Carnegie Mellon University
February 06, 2024

New Methods Allow for Improved Molecular Monitoring

By Kirsten Heuring

Heidi Opdyke
  • Interim Director of Communications, MCS

Tracking a single microscopic particle in space and time creates computational challenges. An international team of biological physics researchers has developed a machine learning method to track multiple particles, including proteins binding transiently to DNA, simultaneously. Temporal analysis of relative distances (TARDIS) opens new possibilities for biological research including monitoring repairs at the cellular level.

"The limits with single particle tracking were always that you had to look at one particle at the same time, and with TARDIS, that's simply not a limit anymore," said Martens, a former postdoctoral fellow in Carnegie Mellon University's Department of Physics now at the University of Bonn. "Now what I can do is get a very precise view of how quick DNA repair is."

Single particle tracking has significant problems, Martens said. The method is not the most precise tool temporally or spatially and can create results that look plausible but are actually errors. Single particle tracking also does not tell researchers if multiple particles are crossing.

TARDIS allows for multiple particles within a liquid or within living cells to be tracked at the same time. The method can be done in a significantly shorter period of time with greater accuracy on particle location. When it fails or makes errors, the issues are more obvious.

Ulrike Endesfelder, professor of microbiology and biotechnology at the University of Bonn and former associate professor of physics at Carnegie Mellon University, said she has implemented TARDIS in combination with a previous molecule tracking software that she developed, swift, to ensure her lab gets the most precise and accurate data possible. Endesfelder's swift was developed as an advancement in single particle tracking. It can be used to track single molecules precisely, and it is commonly used in her lab.

"Together, TARDIS and swift are a perfect tracking software team — and my current best answer to the question of how to tackle complex single-molecule tracking scenarios," Endesfelder said. "TARDIS is so straightforward that it doesn't fail silently.
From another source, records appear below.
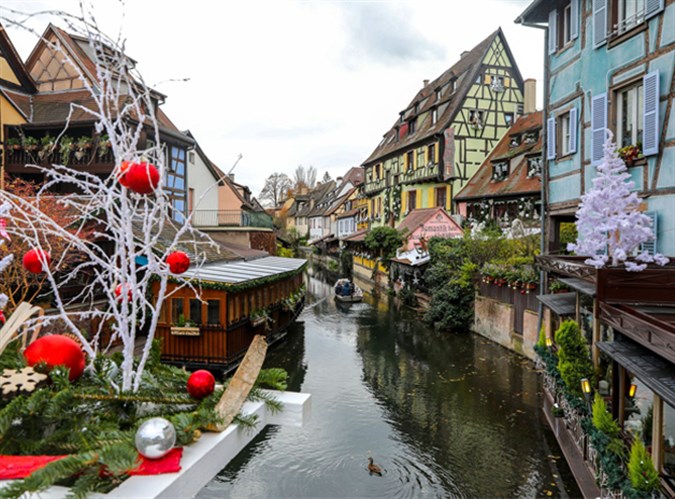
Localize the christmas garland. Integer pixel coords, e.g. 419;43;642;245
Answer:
0;341;286;497
169;262;307;293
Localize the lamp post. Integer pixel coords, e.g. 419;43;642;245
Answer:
581;378;593;414
628;383;637;399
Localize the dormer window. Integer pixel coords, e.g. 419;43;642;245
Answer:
527;156;541;178
408;118;417;135
492;161;509;182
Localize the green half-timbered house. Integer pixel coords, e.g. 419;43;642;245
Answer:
363;28;523;226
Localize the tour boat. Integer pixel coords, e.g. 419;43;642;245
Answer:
335;278;363;303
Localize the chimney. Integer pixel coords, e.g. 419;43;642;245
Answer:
523;78;537;114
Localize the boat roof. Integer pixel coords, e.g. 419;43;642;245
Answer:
184;256;307;283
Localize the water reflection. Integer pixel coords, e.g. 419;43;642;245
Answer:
200;275;578;497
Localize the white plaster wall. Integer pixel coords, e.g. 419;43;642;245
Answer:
187;151;218;210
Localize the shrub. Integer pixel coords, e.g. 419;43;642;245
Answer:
555;320;594;397
628;438;659;493
593;393;621;438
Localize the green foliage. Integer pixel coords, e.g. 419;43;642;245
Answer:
628;438;659;493
0;341;286;497
555;320;594;396
277;243;295;258
364;226;403;268
593;393;621;438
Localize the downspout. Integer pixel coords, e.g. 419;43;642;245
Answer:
520;17;550;338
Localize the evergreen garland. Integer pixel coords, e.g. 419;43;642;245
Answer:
0;341;286;497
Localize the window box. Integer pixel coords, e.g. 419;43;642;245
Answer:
171;326;199;336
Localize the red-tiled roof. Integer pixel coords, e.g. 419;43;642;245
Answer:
455;112;542;201
396;206;454;234
363;28;522;165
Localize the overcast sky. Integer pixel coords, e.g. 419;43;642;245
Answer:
0;0;543;199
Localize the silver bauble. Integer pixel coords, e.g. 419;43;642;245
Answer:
136;418;176;459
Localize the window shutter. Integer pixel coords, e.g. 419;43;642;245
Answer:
642;70;659;156
645;0;664;19
548;10;558;54
640;211;659;255
568;107;577;154
593;0;607;48
570;0;579;40
591;92;607;166
546;118;555;159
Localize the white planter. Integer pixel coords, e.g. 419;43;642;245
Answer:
0;391;311;499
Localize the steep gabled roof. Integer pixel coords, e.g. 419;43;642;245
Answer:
455;112;542;201
396;206;462;235
0;23;37;94
363;28;523;166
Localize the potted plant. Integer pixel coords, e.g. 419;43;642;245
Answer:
98;133;110;158
5;137;21;150
617;142;643;166
171;314;199;336
38;134;56;160
59;135;73;166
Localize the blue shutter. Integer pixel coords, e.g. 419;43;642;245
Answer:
546;118;555;159
567;107;577;154
593;0;607;48
570;0;579;40
548;10;558;55
645;0;664;19
640;211;659;255
642;70;659;156
591;92;607;166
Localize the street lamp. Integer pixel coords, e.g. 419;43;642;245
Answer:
581;378;592;412
628;383;637;398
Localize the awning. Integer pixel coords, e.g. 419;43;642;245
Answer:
183;256;307;283
558;277;595;296
537;293;577;316
596;340;675;407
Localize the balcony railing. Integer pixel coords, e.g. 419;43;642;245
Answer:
192;210;274;229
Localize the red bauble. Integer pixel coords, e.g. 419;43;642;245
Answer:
23;334;85;381
23;249;52;274
117;161;133;188
188;369;216;399
115;284;134;301
120;163;159;194
166;251;190;274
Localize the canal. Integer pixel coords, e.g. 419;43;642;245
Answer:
198;271;580;498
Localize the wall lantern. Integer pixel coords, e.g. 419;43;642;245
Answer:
628;383;637;398
581;378;591;397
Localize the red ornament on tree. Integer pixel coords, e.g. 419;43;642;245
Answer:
115;284;134;301
23;334;85;381
188;369;216;399
119;163;159;194
117;161;133;188
23;249;52;274
166;251;190;274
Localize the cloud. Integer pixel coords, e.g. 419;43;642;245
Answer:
342;2;445;69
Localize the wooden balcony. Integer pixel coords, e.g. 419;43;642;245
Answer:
5;146;115;175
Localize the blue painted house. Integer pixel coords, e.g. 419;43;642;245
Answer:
516;0;675;497
516;0;675;255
It doesn't make any assumptions and thus is not biased."

"Designing tools like this is a benefit of working in an interdisciplinary team." — Koen Martens

Markus Deserno, professor of physics at Carnegie Mellon, assisted with some of the mathematics and probabilities behind TARDIS. He said he was excited to work with Martens and Endesfelder, and he looks forward to the potential of TARDIS to advance biological physics, the intersection where methods from physics are used to study biological systems on the molecular level to the scale of whole organisms.
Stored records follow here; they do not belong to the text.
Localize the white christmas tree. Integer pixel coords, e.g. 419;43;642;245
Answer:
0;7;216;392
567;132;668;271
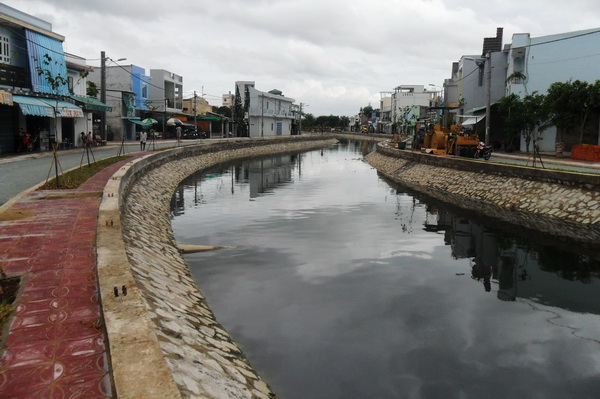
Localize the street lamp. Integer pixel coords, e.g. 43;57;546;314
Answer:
464;51;492;144
100;51;127;140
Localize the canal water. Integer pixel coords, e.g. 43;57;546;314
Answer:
172;141;600;399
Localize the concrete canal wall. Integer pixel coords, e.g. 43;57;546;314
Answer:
97;136;336;399
366;143;600;243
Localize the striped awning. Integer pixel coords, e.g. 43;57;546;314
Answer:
13;96;83;118
0;90;14;105
70;94;112;112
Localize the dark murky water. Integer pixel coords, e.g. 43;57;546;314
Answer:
173;142;600;399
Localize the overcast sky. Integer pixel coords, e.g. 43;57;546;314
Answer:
4;0;600;116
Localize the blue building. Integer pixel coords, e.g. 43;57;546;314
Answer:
0;3;84;154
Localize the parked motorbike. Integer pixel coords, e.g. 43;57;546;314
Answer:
475;141;492;161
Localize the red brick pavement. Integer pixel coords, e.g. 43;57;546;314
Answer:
0;154;142;399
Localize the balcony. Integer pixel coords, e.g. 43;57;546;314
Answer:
250;108;294;119
0;64;31;89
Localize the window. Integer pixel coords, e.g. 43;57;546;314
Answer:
0;35;10;63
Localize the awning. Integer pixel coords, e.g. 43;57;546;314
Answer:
70;94;112;112
461;116;485;126
128;119;152;127
0;90;14;105
13;96;83;118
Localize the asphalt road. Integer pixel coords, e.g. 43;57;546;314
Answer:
0;140;206;206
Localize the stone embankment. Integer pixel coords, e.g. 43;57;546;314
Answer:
366;143;600;244
98;136;336;399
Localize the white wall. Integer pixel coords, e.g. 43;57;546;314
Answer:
506;29;600;152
"There is a huge and growing interest in recent years not just about where stuff is inside cells, but also how it's moving — meaning, we now want temporal information on top of the impressive spatial information," Deserno said. "Unfortunately, stitching different frames together to form a movie in which one can track what actor is moving where has historically been very difficult, due to numerous annoying artifacts and problems that unavoidably arise because observation times only happen at discrete intervals."

Deserno said the new TARDIS algorithm is impressively robust.

"As more people use it, we will learn a whole lot more about cellular dynamics, with the optical systems already in existence," he said.

Martens said he plans to use TARDIS to track how DNA repairs itself after damage. Because of TARDIS's versatility and user friendliness, he said he believes that the applications are broad, and it can be used in any field where researchers are tracking multiple particles in a liquid. The researchers have made TARDIS available on GitHub.

"I specifically made it so people who are interested in coding can do anything they want, but it's also a standalone program, so people who are not as experienced in computer science can just press a download button," Martens said. "A lot of researchers want to use really cool tools but don't know how, so designing tools like this is a benefit of working in an interdisciplinary team."

Martens and Endesfelder were joined by Bartosz Turkowyd and Johannes Hohlbein on "Temporal Analysis of Relative Distances (TARDIS) Is a Robust, Parameter-Free Alternative to Single-Particle Tracking," which was published in Nature Methods. The research was funded by Carnegie Mellon, the NSF AI Institute: Physics of the Future, the University of Bonn and the Alexander von Humboldt Foundation.